Wales and Portugal have had quite different journeys at the European Championships in France. Aside from a narrow loss against England in their second game, Wales have won all of their games at the competition and have gone from being solid to spectacular as the competition has progressed. Portugal have shown flashes of inspiration and their attacking potential, but you still feel they haven’t flourished as yet. But then Wales more than coped with all of the flair Belgium could muster.
A first ever semi-final for Wales should be the main story here. But the press love a personal confrontation, a gladiatorial clash of titans. Or, in this case, Galacticos. At Real Madrid, Bale and Ronaldo are on the same side, though talk of them not getting on too well seems to rear up from time to time. And that helps fuel the story of confrontation, but as with the press in the UK, I’m sure a lot of this is maybe a little bit exaggerated to sell Spanish tabloids. To get to where Bale and Ronaldo are, you need to focus on your own performance and your contribution to the team.
Yes, I’m going to talk about teamwork again. The press is already putting a lot of focus on Bale and Ronaldo right up until kick off, and you can see why. Everyone knows their names. They’re the star players. So their respective teams’ success will depend on their performances tomorrow night. Or will it?
Watching Portugal, you sense that Ronaldo is the self-elected focal point for the team. He tries to get involved wherever he can, that’s for sure. A laudable commitment, but it means that he wants to be everywhere, winning every ball and hitting every shot, and when a potential pass to him doesn’t materialise, he doesn’t always react like a real star should (but as sadly many do).
Watching Bale is very different. He very obviously has a higher level of skill than his teammates (as well as most on the planet). His composure on the ball, turn of pace and eye for a pass mark him out. But he operates as a team member first and foremost. The fact that he has superb individual talent is a bonus. I haven’t yet seen Bale grab a game by the scruff of the neck and win it by himself, but that’s his role. He has scored and assisted more than the others, but more as a result of adding a little finesse to a well-drilled unit, than waltzing past a whole opposition team single-handed.
And this Galactico sideshow will suit Chris Coleman just fine. The press can concentrate on a one-on-one Real Madrid dust up and Wales can concentrate on playing as they have up till now. As a unit. As Wales. Not as Bale & Co.
Wales didn’t go into the game against Belgium as favourites and despite their performance last Friday, they’re still the bookies’ favourites to be flying home to Rhoose on Thursday morning. Having seen both teams play and, for all the potential danger Portugal pose, they are still somewhat reliant on Ronaldo, who is desperate to be conductor, general and national hero.
Bale gets the headlines, gets quoted in papers and is on the majority of Welsh shirts, but Wales’ amazing story in France has been built on the solid foundations of a team with palpable passion, sticking to a plan and working hard for each other.
All people are talking about is football here in Cardiff now, regardless of prior interest levels, and I’ve heard numerous tales of kids wanting to perfect a ‘Robson-Kanu turn’ in the garden or want to get hair like Bale (not sure about that one).
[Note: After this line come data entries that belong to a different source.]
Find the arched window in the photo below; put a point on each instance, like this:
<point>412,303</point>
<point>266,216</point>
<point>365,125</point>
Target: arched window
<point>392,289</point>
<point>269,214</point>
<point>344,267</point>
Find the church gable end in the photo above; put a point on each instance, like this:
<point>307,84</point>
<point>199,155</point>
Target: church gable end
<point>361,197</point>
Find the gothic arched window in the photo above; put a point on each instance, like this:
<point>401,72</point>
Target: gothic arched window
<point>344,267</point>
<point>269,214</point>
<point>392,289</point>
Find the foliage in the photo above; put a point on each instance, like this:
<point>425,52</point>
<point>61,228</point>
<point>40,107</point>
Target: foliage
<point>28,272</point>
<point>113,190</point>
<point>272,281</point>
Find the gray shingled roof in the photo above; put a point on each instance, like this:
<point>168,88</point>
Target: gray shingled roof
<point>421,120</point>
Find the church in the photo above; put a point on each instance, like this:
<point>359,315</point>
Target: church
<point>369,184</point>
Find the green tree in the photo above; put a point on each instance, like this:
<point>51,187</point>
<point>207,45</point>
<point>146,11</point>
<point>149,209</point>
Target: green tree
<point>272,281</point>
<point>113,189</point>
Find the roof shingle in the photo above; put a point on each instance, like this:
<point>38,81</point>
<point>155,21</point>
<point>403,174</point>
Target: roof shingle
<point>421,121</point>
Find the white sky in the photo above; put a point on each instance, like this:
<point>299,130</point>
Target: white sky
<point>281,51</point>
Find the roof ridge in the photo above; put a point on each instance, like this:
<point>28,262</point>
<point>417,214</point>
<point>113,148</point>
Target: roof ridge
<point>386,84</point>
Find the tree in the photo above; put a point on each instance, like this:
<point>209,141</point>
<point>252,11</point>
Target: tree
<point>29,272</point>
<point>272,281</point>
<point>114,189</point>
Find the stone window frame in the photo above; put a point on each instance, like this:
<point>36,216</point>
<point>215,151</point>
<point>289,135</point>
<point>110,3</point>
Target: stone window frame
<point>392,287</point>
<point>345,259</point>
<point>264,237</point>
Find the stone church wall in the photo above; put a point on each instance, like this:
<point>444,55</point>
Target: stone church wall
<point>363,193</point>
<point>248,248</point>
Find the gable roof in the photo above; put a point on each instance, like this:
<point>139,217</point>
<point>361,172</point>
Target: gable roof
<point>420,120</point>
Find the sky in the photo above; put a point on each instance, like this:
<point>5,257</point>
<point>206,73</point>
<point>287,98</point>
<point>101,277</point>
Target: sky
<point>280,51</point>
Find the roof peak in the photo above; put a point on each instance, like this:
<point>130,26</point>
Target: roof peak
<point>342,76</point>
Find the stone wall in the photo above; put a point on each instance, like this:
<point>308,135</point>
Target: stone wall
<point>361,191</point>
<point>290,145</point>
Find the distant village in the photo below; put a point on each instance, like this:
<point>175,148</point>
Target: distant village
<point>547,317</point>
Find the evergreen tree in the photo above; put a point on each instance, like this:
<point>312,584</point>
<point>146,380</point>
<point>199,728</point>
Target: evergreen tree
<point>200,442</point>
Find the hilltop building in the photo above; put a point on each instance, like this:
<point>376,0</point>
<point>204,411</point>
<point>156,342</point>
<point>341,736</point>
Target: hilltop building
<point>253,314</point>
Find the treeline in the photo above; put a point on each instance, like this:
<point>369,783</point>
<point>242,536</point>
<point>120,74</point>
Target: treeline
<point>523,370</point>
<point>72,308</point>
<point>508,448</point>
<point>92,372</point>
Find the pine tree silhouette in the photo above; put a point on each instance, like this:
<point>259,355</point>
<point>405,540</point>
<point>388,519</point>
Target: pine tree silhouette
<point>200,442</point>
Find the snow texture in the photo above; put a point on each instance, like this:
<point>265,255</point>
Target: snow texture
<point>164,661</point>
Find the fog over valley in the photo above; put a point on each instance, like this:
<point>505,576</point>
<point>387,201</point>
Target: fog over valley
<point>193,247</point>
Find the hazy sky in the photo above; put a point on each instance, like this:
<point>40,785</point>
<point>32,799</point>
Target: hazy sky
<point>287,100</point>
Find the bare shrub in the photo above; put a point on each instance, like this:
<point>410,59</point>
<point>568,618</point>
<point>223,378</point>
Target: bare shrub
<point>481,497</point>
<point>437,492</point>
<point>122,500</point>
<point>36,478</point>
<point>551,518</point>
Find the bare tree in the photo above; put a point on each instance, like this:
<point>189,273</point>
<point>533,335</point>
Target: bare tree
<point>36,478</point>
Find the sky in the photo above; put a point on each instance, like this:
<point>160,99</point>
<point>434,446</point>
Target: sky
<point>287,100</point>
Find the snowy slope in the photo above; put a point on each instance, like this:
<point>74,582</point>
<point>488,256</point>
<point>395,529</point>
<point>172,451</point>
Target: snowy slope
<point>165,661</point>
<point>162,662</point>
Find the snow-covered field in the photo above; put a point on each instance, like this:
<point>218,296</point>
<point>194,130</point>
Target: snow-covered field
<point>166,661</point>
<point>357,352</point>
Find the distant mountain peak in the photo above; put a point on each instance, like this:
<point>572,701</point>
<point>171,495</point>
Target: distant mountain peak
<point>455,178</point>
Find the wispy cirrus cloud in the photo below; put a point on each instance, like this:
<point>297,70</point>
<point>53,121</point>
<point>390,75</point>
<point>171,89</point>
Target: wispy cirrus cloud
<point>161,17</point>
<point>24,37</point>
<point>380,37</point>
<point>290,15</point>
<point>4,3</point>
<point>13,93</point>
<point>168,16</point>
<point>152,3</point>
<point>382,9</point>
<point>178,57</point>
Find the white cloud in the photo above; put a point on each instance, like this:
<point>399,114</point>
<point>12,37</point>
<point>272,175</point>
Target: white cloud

It’s exciting and Football has always had the participation numbers in Wales, but hasn’t really had a winning team to match. I just hope the FAW are able to cope with the explosion of interest in the sport created by Wales’ endeavours.
Of course, if they don’t make it past the semi-final tomorrow, they’ll still get a heroes’ welcome and rightly be called winners anyway, but I have a feeling that the odyssey of this special Welsh team is not over just yet.